That looks like a hopelessly vague question, and it is unless we’re prepared to clarify it a bit. On the other hand, we already know there are some *impossible* problems so surely there are some that are just *hard*? Again, we’ll need to work out what on earth we’re talking about here. Let’s start with what we actually mean by a *problem* in a *computational* sense …
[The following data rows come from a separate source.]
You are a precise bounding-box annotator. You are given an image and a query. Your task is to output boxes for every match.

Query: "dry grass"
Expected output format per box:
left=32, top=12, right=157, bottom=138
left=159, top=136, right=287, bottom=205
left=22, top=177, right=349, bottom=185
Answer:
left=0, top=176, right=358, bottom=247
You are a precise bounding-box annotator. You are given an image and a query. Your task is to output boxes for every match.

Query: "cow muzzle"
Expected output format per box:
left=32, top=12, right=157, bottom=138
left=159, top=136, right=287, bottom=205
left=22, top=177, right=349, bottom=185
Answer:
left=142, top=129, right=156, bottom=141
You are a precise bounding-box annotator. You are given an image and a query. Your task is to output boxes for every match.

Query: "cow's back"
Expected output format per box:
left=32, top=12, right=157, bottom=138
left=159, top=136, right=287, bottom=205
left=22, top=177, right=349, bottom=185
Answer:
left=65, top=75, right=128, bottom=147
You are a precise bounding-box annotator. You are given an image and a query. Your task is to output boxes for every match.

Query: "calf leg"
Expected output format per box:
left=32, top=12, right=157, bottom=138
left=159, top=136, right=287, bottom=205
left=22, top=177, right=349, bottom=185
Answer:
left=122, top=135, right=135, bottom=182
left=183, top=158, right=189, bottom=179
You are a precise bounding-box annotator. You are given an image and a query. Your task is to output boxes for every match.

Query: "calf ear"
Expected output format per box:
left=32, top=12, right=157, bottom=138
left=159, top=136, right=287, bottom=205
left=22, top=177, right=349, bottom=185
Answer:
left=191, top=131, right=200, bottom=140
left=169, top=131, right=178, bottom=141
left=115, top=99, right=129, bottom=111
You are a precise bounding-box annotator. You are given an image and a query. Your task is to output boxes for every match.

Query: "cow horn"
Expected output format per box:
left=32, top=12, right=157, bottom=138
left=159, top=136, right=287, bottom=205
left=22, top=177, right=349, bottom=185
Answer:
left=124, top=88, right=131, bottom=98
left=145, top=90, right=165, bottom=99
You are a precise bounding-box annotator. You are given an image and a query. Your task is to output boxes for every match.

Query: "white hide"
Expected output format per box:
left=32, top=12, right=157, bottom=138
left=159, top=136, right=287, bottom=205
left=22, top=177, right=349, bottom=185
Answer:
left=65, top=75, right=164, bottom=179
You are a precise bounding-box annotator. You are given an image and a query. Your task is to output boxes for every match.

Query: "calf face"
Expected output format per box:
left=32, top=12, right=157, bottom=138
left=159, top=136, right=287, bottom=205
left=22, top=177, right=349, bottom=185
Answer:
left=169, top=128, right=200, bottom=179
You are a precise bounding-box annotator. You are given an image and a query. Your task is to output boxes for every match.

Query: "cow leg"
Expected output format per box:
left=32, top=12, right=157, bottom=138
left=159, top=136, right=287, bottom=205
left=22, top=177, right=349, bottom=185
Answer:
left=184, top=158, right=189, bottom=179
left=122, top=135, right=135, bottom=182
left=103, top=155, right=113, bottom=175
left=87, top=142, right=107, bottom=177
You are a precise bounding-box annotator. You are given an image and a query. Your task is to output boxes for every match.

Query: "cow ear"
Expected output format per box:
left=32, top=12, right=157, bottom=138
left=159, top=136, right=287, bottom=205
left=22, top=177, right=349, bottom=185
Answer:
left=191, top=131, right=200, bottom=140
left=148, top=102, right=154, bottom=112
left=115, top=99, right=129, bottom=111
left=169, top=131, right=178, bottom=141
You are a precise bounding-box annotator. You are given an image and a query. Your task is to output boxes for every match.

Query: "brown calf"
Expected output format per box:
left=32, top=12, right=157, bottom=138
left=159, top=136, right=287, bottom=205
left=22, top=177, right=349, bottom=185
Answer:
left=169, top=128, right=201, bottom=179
*(Be warned: There are one or two simplifications and liberties with precision in what follows; it’s well-intentioned but may upset the purist.)*

Well, actually, even *that* isn’t simple and there’s no absolute agreement on what a good definition would be. (We’ve seen previously that mathematicians and computer scientists don’t always see eye-to-eye.) It’s cheating a bit but it’s probably easier to give examples and this should work well enough for us. At least in the context of *computing*, these are all valid *problems*:

- Calculate
*2*x*4 + 9 – 3* - If
*5 – x = 2*what’s*x*? - Find the largest from
*5, 7, 1, 4, 8, 5, 2, 4, 8, 5, 2, 6, 7, 7, 3, 3, 2, 4, 3, 6, 7, 7, 6, 5, 4* - Sort
*25, 44, 66, 72, 12, 45, 56, 90, 45, 69, 11, 10, 12, 42, 88*into ascending order - Arrange
*1, 2, 3, 4, 5, 6, 7, 8, 9*into a magic square - What’s the best way to get to Paris?